A sociedade financeira reuniu dirigentes desportivos e a imprensa para celebrar o trajecto invicto do pugilista moçambicano e reforçar o seu compromisso com a responsabilidade social.

Tiago Muxanga ostenta actualmente um percurso invicto no boxe profissional, impulsionado pela conquista de dois títulos de prestígio global, obtendo como palmarés o título de Campeão Africano da International Boxing Organization (IBO All Africa), sendo igualmente detentor do Cinturão de Prata da Commonwealth (Commonwealth Silver Belt).

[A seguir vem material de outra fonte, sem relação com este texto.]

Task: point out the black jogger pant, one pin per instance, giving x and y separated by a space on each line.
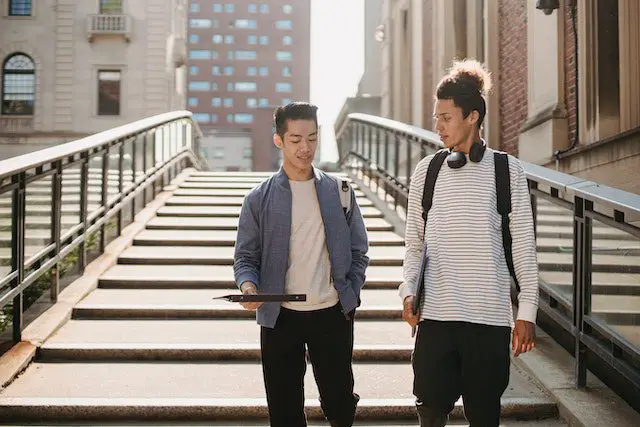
459 358
328 336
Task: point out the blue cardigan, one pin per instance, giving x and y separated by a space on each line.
262 246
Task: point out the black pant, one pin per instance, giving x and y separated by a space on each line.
328 335
458 358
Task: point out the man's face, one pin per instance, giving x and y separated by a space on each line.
452 128
300 143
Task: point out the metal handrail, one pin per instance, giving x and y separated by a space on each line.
384 152
160 146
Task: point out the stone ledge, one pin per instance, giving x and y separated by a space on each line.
20 355
596 405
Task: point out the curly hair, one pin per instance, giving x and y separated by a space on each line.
467 83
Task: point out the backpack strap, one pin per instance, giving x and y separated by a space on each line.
427 200
345 193
503 194
430 181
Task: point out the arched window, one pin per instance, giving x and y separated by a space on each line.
18 85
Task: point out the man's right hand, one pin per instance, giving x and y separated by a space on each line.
250 288
407 312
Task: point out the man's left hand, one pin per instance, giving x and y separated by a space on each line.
524 337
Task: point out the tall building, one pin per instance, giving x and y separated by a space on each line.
245 59
71 68
565 90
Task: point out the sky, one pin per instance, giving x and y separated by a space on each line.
337 62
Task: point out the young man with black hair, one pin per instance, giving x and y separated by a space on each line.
457 266
295 237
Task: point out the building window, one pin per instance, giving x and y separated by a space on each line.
108 93
284 56
200 86
200 23
18 85
199 54
244 55
284 24
246 87
243 118
284 87
110 6
218 153
20 7
245 23
201 117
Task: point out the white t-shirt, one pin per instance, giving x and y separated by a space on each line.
309 270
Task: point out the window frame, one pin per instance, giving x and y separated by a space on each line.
25 72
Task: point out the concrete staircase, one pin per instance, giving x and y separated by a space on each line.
149 344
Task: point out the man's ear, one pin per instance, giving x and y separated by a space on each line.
474 116
277 141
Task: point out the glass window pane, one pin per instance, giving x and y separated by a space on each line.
18 85
108 93
200 23
20 7
111 6
284 24
199 86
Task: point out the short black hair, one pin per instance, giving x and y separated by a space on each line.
467 84
293 111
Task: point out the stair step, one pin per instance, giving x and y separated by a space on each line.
203 391
194 410
199 304
230 211
177 223
224 192
196 352
201 255
228 238
207 332
227 201
209 276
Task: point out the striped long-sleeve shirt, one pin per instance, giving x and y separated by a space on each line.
466 278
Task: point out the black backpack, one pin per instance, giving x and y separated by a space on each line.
503 193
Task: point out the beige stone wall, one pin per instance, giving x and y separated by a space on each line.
67 63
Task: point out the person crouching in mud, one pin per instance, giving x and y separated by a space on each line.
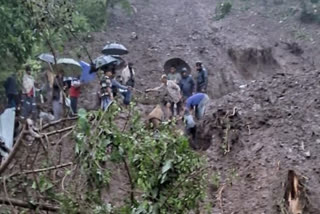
197 104
105 93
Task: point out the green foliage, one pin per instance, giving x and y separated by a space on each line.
42 185
310 12
169 174
223 9
94 12
215 180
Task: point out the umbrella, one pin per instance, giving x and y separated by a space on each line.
178 63
86 76
47 58
114 49
103 61
70 67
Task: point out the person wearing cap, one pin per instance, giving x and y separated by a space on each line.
172 96
28 97
174 75
116 87
57 95
197 102
105 92
202 78
11 89
186 84
128 75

Estes marcos não só elevam o estatuto do pugilista, como colocam Moçambique no mapa das grandes decisões do boxe internacional. Durante a cerimónia, o Director Financeiro da Amaramba Capital Dealer,

Baptista Machava, destacou a necessidade de apoiar referências nacionais que inspiram a juventude e projectam o país no panorama internacional.

“Tiago Muxanga demonstra que, com disciplina, foco e determinação, é possível alcançar o topo do mundo. Na Amaramba Capital Dealer, acreditamos que a nossa missão ultrapassa os mercados financeiros e o investimento de capital. O nosso compromisso social exige que sejamos catalisadores do desenvolvimento humano e da excelência moçambicana. Homenagear o Tiago é reconhecer um símbolo de superação e investir no orgulho de toda uma nação.”, disse Baptista Machava, em representação de Joaquim Bazar, PCA da Amaramba Capital Dealer.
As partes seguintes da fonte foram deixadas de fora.